How to get the superset of all XML paths from an XML column in a table


I have a table with an XML column. I have no data dictionary for the column or definition for the XML structure. There are about 1.5 million records. From visual inspection of a small sample, the structure of the XML appears to be fairly similar. What I'd like to be able to do is to run some SQL that will give me the superset of XML structure across all the records.

The table is called Remittance and the column is called RemittInstr.

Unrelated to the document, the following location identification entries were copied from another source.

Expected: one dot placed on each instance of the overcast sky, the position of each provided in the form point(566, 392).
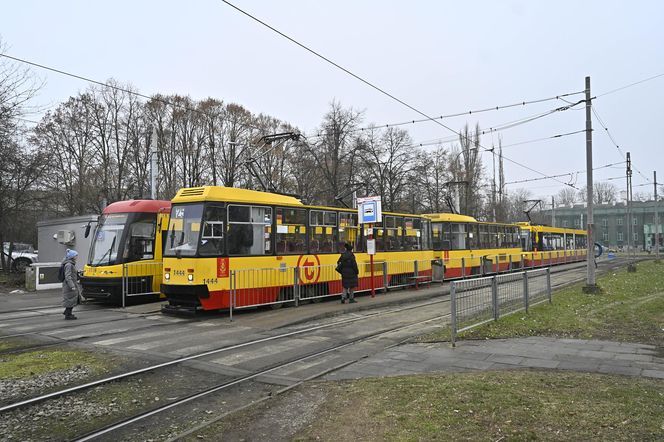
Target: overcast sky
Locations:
point(440, 57)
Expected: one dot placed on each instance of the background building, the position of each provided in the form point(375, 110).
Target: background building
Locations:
point(611, 223)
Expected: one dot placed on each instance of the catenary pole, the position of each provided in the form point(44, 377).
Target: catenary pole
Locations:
point(628, 175)
point(153, 165)
point(590, 258)
point(553, 211)
point(654, 173)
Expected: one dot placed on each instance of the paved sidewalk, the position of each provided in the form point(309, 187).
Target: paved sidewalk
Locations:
point(508, 354)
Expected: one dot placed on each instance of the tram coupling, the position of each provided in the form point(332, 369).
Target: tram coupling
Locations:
point(179, 310)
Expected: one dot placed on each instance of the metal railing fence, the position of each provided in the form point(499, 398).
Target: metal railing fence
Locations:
point(294, 285)
point(475, 302)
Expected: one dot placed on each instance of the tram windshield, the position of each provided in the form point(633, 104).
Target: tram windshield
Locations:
point(184, 230)
point(123, 237)
point(107, 240)
point(526, 240)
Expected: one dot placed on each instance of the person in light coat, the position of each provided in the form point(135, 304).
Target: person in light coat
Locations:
point(69, 284)
point(347, 266)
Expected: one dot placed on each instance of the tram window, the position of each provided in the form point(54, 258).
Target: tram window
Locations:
point(569, 241)
point(184, 230)
point(552, 241)
point(526, 241)
point(212, 237)
point(447, 237)
point(483, 240)
point(393, 228)
point(291, 231)
point(249, 230)
point(349, 232)
point(322, 229)
point(239, 214)
point(581, 241)
point(412, 234)
point(516, 239)
point(458, 235)
point(140, 241)
point(426, 235)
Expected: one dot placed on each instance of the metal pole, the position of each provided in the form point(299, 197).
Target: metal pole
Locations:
point(231, 299)
point(553, 211)
point(494, 297)
point(630, 227)
point(124, 283)
point(629, 207)
point(373, 289)
point(453, 312)
point(153, 165)
point(656, 216)
point(548, 284)
point(525, 290)
point(590, 265)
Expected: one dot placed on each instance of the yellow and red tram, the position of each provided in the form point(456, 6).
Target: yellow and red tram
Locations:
point(215, 231)
point(467, 247)
point(129, 234)
point(546, 245)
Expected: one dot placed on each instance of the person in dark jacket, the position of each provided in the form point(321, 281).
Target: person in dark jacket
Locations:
point(69, 284)
point(347, 266)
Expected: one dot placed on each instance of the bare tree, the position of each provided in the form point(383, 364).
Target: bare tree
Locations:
point(603, 193)
point(19, 166)
point(431, 175)
point(387, 161)
point(466, 168)
point(567, 196)
point(335, 151)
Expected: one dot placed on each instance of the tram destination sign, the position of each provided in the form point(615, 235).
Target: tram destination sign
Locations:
point(369, 210)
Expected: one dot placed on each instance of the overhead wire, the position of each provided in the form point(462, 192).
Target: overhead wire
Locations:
point(424, 120)
point(608, 133)
point(373, 86)
point(562, 174)
point(155, 98)
point(631, 84)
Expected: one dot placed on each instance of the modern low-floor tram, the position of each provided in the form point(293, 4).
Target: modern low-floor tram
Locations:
point(126, 252)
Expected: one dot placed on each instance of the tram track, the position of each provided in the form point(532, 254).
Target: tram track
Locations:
point(258, 373)
point(216, 351)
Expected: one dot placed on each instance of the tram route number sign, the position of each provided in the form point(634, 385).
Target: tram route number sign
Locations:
point(309, 268)
point(369, 210)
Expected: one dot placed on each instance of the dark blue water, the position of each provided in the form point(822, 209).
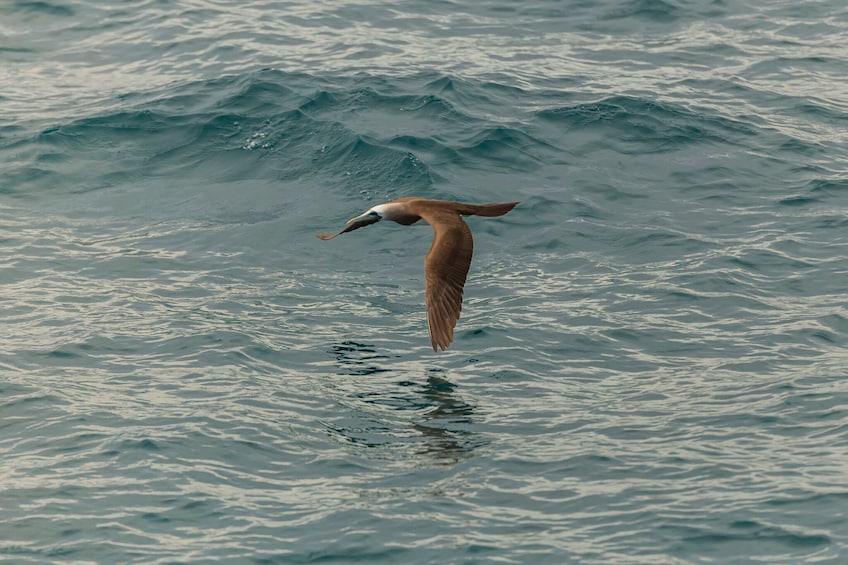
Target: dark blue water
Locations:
point(651, 363)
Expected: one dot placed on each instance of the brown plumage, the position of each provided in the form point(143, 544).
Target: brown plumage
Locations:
point(447, 262)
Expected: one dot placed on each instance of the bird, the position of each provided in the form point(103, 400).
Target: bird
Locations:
point(446, 264)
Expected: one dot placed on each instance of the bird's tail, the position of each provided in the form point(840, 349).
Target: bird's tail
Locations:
point(490, 210)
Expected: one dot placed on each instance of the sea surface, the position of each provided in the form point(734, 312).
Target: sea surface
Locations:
point(652, 361)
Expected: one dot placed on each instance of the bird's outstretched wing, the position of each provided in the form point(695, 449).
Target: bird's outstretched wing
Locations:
point(445, 270)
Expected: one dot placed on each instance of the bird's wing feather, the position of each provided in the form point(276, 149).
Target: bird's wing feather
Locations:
point(445, 270)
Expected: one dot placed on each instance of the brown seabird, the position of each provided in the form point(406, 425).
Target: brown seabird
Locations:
point(447, 262)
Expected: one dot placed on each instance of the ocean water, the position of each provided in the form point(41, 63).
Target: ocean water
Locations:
point(652, 362)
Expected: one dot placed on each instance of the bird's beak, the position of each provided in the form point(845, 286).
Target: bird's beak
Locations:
point(354, 224)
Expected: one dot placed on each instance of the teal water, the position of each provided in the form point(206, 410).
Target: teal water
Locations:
point(651, 363)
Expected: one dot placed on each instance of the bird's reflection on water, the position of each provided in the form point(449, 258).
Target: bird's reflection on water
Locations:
point(432, 409)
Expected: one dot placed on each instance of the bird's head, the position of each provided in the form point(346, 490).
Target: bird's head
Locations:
point(368, 218)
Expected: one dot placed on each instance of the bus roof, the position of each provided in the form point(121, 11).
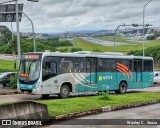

For example, if I have two test data records whose XML value in the RemittInstrcolumn is:

row 1:

<ri>
    <Msg Type="MT103">
        <AccountNo>12345678</AccountNo>
        <Description code="ORCSR">Ordering Customer<Description>
    </Msg>
</ri>

row 2:

<ri>
    <Msg Type="MT202">
        <BICFI>ABCD1234</BICFI>
        <Description code="FI">Financial Institution<Description>
    </Msg>
</ri>

How do I write a query that will return the following rows:

/ri
/ri/Msg
/ri/Msg/@Type
/ri/Msg/AccountNo
/ri/Msg/BICFI
/ri/Msg/Description
/ri/Msg/Description/@code

So that I can get a full picture of the structure of the XML across all the rows?

Edit: This is sufficiently different to the linked questions as the linked questions only deal with a single XML value. The question is about finding the structure of the XML across the rows in an entire table. The solution to doing this is sufficiently different. @Charlieface has provided a link to a good solution in his comments below.


Solution

  • You can use a recursive CTE for this. I would warn you that this is likely to be very slow on 1.5m rows.

    It's a bit complicated to get attribute names, because it doesn't seem you can do .nodes('@*') to get all attributes.

    Instead you need to CROSS APPLY a union of the node name and its atttributes.

    WITH cte AS (
        SELECT
          xpath = r.RemittanceInstr.value('local-name(.)','nvarchar(max)'),
          child = r.RemittanceInstr
        FROM Remittance r
    
        UNION ALL
    
        SELECT
          xpath = CONCAT(cte.xpath, '/', v2.name),
          v2.child
        FROM cte
        CROSS APPLY cte.child.nodes('*') x(nd)
        CROSS APPLY (VALUES (x.nd.value('local-name(.)','nvarchar(max)') )) v(name)
        CROSS APPLY (
            SELECT
              v.name,
              x.nd.query('*')
    
            UNION ALL
    
            SELECT
              CONCAT(v.name, '/@', x2.attr.value('local-name(.)','nvarchar(max)')),
              NULL
            FROM x.nd.nodes('@*') x2(attr)
        ) v2(name, child)
    )
    SELECT DISTINCT
      xpath
    FROM cte;
    

    db<>fiddle